La parte centrale soffre invece di un calo del ritmo evitabile: se infatti i cliché all’inizio funzionano, dopo un po’ si cade nella trappola della ripetitività se non si sa come gestirli. Questo mina gran parte della tensione e del lavoro fatto in precedenza. Per fortuna, invece, il finale non delude. Non è del tutto imprevedibile, ma è sfruttato bene, funziona e commuove.

Sul versante attori, come ho detto Daniel Radcliffe se la cava bene. In un film che richiede più espressioni che parole (qualsiasi riferimento a Harry Potter è volontario!) Radcliffe funziona ed è credibile. Certo non è perfetto e non ha uno di quei carismi che buca lo schermo, ma è pur sempre un inizio.
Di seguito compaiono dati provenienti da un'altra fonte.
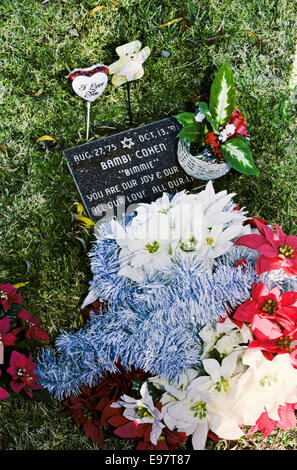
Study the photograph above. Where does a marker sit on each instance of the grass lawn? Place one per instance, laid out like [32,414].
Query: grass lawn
[37,51]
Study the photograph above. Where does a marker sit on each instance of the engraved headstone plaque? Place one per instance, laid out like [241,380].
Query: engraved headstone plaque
[128,168]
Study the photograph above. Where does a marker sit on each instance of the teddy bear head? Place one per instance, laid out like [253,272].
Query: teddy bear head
[129,51]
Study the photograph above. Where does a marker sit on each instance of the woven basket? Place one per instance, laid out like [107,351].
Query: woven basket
[198,168]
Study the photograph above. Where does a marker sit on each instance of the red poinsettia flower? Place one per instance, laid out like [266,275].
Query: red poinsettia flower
[8,339]
[277,250]
[168,440]
[269,304]
[22,372]
[8,296]
[273,320]
[84,412]
[213,141]
[31,326]
[287,420]
[239,122]
[3,393]
[113,385]
[91,408]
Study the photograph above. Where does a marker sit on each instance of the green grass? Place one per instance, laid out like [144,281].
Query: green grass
[37,52]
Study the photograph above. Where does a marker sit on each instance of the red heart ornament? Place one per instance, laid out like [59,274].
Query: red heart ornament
[89,83]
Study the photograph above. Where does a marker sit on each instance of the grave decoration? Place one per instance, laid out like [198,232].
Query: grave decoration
[215,138]
[89,84]
[128,168]
[18,331]
[129,67]
[190,329]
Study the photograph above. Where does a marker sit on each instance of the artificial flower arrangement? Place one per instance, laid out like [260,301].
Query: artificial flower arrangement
[190,331]
[217,132]
[17,331]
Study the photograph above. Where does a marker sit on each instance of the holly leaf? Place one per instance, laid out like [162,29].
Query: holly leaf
[238,154]
[222,95]
[185,118]
[192,133]
[203,108]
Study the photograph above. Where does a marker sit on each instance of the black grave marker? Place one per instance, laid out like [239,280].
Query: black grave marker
[125,169]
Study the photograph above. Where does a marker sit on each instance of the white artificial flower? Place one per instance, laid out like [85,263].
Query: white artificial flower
[225,337]
[142,411]
[219,240]
[202,225]
[265,385]
[218,208]
[174,391]
[199,117]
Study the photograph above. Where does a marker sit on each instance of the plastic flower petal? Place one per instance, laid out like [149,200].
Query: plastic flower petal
[277,250]
[142,411]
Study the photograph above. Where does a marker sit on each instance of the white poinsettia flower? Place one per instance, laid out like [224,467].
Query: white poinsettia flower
[225,337]
[142,411]
[218,207]
[220,239]
[265,385]
[222,375]
[199,117]
[174,391]
[204,408]
[203,225]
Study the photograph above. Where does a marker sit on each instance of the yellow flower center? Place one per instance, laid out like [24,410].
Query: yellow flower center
[199,409]
[152,247]
[284,342]
[209,240]
[287,251]
[143,412]
[269,307]
[222,384]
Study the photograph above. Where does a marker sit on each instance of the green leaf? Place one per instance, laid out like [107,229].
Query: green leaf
[222,95]
[192,133]
[238,154]
[185,118]
[203,108]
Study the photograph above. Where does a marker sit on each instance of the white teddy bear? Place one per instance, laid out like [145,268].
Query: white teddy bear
[129,66]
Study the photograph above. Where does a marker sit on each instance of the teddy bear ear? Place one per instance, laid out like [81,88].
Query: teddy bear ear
[120,50]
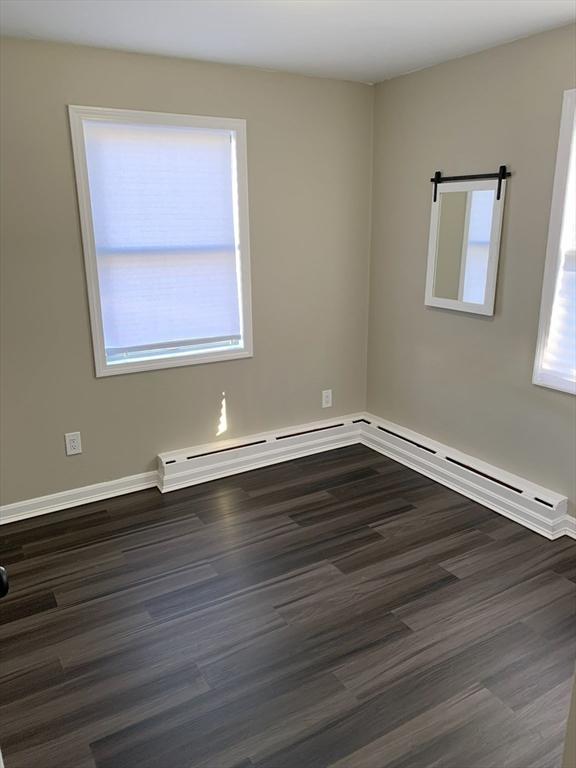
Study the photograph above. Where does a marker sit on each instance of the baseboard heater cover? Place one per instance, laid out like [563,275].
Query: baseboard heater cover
[190,466]
[538,508]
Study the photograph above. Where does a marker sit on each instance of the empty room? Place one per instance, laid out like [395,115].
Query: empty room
[288,383]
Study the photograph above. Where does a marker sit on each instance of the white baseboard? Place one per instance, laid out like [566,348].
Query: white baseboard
[190,466]
[533,506]
[21,510]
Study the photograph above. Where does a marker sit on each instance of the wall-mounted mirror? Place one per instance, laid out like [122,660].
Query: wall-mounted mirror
[464,245]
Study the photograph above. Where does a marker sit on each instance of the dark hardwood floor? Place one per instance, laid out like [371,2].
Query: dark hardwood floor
[339,610]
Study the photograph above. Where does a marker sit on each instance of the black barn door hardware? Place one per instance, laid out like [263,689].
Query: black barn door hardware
[501,174]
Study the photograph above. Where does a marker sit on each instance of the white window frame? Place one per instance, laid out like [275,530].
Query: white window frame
[540,376]
[77,116]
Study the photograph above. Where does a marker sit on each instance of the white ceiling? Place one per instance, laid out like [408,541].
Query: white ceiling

Ed è fortunato ad essere (sempre) circondato da grandi attori: questa volta è il turno di Ciaran Hinds (per la cronaca, anche lui era in Harry Potter) e di Janet McTeer, entrambi decisamente molto bravi.

Regala diversi brividi The Woman in Black. Non è nulla di rivoluzionario o di straordinario, ma svolge il suo compito dignitosamente. Di film horror così ce ne dovrebbero essere di più.

In Time

In Time è la prova perfetta di come sia possibile gettare alle ortiche delle basi più che buone, realizzando un film innocuo e che non sa dove andare a parare.

In un futuro distopico (mi chiedo: quando non viene immaginato come tale?) il tempo è letteralmente diventato denaro. Le persone smettono di invecchiare a 25 anni, e da quel momento in poi si devono guadagnare ogni minuto della loro esistenza; perciò i ricchi sono immortali, mentre i poveri lottano per sopravvivere giorno per giorno. Will Salas (Justin Timberlake) riceve in dono un secolo da un uomo a cui ha appena salvato la vita: si ritroverà catapultato nell’alta società, e insieme a Sylvia (Amanda Seyfried), figlia di uno degli uomini più ricchi al mondo, tenterà di far collassare il sistema, in nome della “giustizia sociale”. Un Bonnie and Clyde in salsa futuristica.

Come ho detto, le basi del racconto riescono ad essere davvero interessanti: la società futuristica, così come ci viene presentata, funziona ed è credibile (oltre che molto efficace) nel suo essere metafora della società contemporanea. Anche gli attori, seppur non totalmente sfruttati, fanno il loro dovere (a parte il cattivo interpretato da Vincent Kartheiser, che scade nella macchietta).

Ma le cose buone finiscono praticamente tutte qua, perché dopo non molto il regista e sceneggiatore Andrew Niccol (che ha davvero bisogno di appoggio nella scrittura degli script) decide di abbandonare la via del film “serio” (come definizione non mi piace molto, ma tant’è…) per buttarsi in un tipo di action che stona con le premesse e che scade nel ridicolo involontario (certe scelte di sceneggiatura durante gli inseguimenti sono imperdonabili).

Voglio dire, le vie che si potevano scegliere se si voleva fare un film di fantascienza/azione erano due: o ti basi su premesse interessanti per fare un film di azione “intelligente”, oppure te ne freghi e confezioni un pop corn movie utile solo per passare quelle due orette staccando il cervello.

In Time non è né carne né pesce, ma finisce per diventare l’ennesima occasione sprecata.